In a press release, Secretary of State Anthony Blinken wrote that the US was targeting the 2005 Columbia graduate as part of the economic sanctions levied against Russia and Russian officials for the invasion of Ukraine. Alumni and other Russian individuals under such sanctions will be cut off from the US banking system and any assets in the US. All the property and interests of the targeted Russians, including Vinokurova, will be blocked and must be reported to the Office of Foreign Assets Control (OFAC). In addition, no transactions either to or from Vinokurova in the US can go through without approval from OFAC.

Also targeted were Russian state banks, top Russian officials, and their families, including the daughters of President Vladimir Putin. The Department of the Treasury, responsible for implementing those sanctions, further clarified:

“Maria Aleksandrovna Lavrova (Lavrova) is Russian Foreign Minister Sergey Lavrov’s (Lavrov) wife. Yekaterina Sergeyevna Vinokurova (Vinokurova) is Lavrov’s daughter. Lavrova and Vinokurova are being designated pursuant to E.O. 14024 for being the spouse or adult child of Lavrov, a person whose property and interests in property are blocked pursuant to E.O. 14024.”

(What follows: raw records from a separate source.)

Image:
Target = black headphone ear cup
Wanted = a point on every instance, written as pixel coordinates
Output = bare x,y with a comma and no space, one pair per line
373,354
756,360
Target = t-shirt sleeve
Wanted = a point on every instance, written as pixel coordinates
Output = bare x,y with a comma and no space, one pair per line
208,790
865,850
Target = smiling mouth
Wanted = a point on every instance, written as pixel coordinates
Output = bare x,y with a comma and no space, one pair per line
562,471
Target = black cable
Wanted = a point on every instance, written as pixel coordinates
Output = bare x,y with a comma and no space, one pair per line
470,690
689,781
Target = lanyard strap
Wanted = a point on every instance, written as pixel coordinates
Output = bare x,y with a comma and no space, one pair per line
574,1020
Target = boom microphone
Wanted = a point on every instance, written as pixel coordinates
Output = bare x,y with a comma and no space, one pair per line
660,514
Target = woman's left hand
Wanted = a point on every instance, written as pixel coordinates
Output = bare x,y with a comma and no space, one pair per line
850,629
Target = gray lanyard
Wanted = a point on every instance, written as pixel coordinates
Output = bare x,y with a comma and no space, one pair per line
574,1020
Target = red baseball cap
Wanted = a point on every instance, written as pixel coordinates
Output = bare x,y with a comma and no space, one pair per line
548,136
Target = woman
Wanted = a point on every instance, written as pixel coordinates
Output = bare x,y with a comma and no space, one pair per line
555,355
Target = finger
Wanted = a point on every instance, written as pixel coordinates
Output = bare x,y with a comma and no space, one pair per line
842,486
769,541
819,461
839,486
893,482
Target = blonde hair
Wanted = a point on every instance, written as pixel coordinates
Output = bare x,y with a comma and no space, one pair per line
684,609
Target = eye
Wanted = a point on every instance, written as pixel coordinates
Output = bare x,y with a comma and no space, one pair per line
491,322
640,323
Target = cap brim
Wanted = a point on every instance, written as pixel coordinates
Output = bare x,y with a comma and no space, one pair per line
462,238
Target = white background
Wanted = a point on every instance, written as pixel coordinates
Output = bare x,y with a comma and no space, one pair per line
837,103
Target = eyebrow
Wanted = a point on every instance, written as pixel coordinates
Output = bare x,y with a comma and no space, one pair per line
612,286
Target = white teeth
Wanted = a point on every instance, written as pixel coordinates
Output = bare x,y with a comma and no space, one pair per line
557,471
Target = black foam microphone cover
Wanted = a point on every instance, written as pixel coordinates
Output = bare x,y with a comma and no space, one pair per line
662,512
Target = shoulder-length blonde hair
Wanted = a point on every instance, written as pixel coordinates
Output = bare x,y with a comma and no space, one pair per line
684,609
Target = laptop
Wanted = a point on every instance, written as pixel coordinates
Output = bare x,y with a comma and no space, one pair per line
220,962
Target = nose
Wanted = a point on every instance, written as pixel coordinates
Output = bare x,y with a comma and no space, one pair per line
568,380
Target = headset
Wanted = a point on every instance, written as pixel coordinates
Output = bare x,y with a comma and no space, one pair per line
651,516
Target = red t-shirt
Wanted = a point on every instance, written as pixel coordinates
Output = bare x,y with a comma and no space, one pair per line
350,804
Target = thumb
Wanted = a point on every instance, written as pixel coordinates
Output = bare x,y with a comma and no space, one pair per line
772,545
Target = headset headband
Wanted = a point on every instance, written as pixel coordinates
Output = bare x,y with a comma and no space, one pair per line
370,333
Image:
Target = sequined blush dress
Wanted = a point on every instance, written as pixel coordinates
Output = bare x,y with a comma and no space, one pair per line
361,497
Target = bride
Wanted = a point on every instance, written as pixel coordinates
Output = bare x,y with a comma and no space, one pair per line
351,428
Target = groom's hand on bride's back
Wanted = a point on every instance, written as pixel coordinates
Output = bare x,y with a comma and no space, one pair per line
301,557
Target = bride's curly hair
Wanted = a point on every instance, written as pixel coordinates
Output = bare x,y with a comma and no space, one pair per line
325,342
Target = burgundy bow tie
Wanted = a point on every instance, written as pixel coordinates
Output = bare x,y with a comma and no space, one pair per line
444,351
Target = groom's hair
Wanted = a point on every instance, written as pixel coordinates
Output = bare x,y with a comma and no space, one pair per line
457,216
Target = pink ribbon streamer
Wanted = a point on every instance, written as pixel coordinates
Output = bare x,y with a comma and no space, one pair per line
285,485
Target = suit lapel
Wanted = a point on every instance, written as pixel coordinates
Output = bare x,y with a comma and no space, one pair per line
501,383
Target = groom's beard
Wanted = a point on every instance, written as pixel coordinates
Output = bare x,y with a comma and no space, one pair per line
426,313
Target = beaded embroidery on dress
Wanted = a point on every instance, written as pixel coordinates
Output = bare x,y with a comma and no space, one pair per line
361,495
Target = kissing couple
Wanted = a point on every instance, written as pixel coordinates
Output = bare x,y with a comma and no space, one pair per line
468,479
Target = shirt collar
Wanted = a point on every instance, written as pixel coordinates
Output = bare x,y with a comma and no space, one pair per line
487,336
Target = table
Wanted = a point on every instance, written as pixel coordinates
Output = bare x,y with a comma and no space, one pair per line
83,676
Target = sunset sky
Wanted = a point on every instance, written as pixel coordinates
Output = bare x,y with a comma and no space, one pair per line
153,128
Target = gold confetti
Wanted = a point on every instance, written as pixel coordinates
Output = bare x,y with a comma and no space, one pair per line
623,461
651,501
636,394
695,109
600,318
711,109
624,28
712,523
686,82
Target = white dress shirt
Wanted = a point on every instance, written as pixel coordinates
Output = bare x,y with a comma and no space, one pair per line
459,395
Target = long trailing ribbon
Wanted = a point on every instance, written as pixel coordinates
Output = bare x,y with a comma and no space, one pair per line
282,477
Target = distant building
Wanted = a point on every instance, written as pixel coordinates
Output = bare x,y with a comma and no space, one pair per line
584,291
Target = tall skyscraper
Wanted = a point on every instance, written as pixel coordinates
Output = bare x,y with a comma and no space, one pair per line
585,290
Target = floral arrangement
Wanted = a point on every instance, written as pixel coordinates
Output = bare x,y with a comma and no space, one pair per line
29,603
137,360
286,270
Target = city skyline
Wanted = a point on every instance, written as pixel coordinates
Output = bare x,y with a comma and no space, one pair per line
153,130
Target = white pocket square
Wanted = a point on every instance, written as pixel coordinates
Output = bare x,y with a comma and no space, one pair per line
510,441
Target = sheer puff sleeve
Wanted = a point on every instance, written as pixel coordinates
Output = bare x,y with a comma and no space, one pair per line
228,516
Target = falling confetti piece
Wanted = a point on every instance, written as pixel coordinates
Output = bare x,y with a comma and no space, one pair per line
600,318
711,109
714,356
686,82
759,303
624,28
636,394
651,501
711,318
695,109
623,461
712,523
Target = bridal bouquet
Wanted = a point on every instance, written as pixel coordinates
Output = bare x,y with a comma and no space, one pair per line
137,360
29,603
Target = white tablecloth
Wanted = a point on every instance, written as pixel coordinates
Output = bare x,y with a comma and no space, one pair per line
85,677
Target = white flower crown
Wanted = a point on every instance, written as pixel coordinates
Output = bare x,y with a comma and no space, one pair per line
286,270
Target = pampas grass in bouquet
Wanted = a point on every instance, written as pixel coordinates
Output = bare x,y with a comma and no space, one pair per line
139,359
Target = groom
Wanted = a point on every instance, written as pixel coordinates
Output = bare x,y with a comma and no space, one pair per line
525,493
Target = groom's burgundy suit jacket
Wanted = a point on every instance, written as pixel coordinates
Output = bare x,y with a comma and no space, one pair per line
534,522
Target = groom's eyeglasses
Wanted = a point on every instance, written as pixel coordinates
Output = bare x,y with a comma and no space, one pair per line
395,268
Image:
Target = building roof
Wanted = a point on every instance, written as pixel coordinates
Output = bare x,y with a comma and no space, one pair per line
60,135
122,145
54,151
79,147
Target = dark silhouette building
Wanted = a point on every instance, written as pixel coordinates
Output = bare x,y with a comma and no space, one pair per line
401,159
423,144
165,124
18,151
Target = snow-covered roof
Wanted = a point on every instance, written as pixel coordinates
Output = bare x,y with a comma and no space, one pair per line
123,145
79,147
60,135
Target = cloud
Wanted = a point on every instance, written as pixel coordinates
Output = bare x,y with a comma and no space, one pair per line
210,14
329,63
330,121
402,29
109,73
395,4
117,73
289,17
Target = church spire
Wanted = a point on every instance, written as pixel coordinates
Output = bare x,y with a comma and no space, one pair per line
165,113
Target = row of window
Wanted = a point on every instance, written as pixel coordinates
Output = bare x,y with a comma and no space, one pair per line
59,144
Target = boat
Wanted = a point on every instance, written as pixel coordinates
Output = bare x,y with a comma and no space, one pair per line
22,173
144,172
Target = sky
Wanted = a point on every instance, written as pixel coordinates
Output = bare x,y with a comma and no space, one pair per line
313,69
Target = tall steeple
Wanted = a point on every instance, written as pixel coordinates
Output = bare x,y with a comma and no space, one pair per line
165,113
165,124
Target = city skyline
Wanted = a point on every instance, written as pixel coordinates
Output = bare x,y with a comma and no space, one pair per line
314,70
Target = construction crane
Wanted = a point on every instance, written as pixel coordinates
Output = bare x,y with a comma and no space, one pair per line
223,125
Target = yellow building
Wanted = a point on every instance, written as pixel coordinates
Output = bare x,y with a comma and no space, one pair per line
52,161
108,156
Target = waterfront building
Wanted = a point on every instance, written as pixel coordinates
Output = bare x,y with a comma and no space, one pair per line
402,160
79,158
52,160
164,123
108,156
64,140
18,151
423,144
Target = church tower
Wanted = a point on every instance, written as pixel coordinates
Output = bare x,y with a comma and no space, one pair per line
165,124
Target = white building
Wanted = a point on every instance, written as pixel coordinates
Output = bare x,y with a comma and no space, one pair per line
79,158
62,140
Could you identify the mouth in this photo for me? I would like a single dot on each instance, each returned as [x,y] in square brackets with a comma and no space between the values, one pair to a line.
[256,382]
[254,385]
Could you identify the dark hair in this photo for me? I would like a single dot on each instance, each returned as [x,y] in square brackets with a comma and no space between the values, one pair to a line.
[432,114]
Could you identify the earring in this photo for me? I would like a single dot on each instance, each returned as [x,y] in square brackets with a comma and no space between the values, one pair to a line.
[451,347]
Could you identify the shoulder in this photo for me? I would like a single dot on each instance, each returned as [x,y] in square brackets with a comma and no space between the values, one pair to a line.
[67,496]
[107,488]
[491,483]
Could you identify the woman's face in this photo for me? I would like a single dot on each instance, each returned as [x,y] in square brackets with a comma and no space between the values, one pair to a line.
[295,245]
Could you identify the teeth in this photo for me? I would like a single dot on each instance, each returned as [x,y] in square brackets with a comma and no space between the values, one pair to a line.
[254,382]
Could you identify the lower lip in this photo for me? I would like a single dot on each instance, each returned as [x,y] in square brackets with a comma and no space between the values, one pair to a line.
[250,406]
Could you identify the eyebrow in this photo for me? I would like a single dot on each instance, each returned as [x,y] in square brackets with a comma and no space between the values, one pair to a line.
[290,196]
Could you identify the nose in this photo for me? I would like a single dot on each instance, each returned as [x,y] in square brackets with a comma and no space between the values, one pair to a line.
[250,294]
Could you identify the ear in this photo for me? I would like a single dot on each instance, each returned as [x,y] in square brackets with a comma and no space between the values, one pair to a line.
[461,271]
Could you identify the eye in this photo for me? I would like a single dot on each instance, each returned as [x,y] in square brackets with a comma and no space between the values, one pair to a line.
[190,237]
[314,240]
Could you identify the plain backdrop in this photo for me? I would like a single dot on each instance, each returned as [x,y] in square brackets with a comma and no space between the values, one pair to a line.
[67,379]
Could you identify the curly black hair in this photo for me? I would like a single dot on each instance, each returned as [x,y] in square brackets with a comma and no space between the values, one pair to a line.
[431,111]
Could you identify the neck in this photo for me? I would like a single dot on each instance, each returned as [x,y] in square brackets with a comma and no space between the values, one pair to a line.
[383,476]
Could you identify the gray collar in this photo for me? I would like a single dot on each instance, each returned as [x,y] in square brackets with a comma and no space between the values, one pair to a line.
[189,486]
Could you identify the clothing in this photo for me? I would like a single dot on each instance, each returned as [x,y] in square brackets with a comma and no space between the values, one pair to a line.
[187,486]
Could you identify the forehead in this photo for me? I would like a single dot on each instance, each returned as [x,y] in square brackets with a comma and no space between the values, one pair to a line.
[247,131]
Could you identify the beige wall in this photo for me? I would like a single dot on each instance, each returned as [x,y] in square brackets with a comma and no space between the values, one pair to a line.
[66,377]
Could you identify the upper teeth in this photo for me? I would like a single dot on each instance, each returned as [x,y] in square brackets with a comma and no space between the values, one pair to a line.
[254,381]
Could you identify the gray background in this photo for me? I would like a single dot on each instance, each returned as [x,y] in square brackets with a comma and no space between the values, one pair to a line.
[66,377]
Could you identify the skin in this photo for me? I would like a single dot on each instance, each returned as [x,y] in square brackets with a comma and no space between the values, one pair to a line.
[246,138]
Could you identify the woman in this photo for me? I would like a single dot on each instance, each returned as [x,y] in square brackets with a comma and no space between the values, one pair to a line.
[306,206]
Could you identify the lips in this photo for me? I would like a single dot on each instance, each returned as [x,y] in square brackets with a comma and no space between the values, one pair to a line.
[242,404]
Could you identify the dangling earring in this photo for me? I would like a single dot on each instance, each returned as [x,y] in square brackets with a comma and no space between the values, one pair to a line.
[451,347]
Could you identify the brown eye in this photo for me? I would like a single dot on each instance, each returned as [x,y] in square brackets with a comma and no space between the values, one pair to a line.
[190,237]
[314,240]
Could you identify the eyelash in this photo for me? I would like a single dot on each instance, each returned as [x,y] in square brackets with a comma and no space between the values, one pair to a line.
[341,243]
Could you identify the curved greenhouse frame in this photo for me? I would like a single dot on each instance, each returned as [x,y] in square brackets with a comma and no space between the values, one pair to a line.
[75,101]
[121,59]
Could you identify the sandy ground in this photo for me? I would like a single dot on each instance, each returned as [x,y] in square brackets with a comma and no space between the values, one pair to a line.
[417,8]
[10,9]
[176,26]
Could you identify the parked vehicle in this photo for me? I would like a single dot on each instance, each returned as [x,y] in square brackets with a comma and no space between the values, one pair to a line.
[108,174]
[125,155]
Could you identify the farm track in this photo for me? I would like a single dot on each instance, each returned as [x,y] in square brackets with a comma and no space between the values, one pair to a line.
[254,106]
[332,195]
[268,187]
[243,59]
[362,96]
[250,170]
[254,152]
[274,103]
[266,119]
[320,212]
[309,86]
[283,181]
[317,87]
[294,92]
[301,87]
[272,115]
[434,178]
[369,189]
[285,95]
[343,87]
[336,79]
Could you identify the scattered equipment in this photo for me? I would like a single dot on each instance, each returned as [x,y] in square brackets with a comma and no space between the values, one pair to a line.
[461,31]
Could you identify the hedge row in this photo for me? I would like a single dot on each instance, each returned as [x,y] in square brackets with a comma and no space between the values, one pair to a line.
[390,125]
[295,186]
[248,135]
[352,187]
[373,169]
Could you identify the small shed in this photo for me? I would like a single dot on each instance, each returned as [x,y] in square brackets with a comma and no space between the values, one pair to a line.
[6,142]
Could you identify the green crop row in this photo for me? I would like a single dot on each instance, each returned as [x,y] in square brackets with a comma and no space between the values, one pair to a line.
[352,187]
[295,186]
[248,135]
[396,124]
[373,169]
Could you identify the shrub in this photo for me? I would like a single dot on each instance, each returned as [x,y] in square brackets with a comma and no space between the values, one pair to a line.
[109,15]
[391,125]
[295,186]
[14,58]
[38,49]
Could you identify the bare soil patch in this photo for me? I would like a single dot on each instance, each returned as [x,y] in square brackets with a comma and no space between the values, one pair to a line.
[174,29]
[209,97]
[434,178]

Despite many children of Russian politicians attending elite American or European schools, there is no love lost between the Russian political elite and New York, and Vinokurova has been at the center of such a fight before. In 2014, when Russia invaded Crimea, Foreign Minister Lavrov moved Vinokurova back to Moscow from New York, prompting angry remarks from Yevgeny Fedorov, Deputy of the State Duma: “Now there is a division of elites. A decision is made as to whose side she is on. For interventionists, fascists, invaders, Americans or on the side of Russia and Putin?”

Since Russia invaded Ukraine, Vinokurova has made no public statements, but several European artists have resigned from her Smart Art projects scheduled for Venice. Raimundas Malašauskas, the curator of the Russian Pavilion for the 59th Venice Biennale, wrote, “I cannot advance on working on this project in light of Russia’s military invasion and bombing of Ukraine.” Vinokurova’s husband, Alexander Vinokurov, was also sanctioned by the EU on March 9, where they concluded “Vinokurov…is involved in economic sectors providing a substantial source of revenue to the Government of the Russian Federation, which is responsible for the annexation of Crimea and the destabilization of Ukraine.”

Columbia has condemned Russia’s invasion of Ukraine and offered support to students and scholars displaced by the war.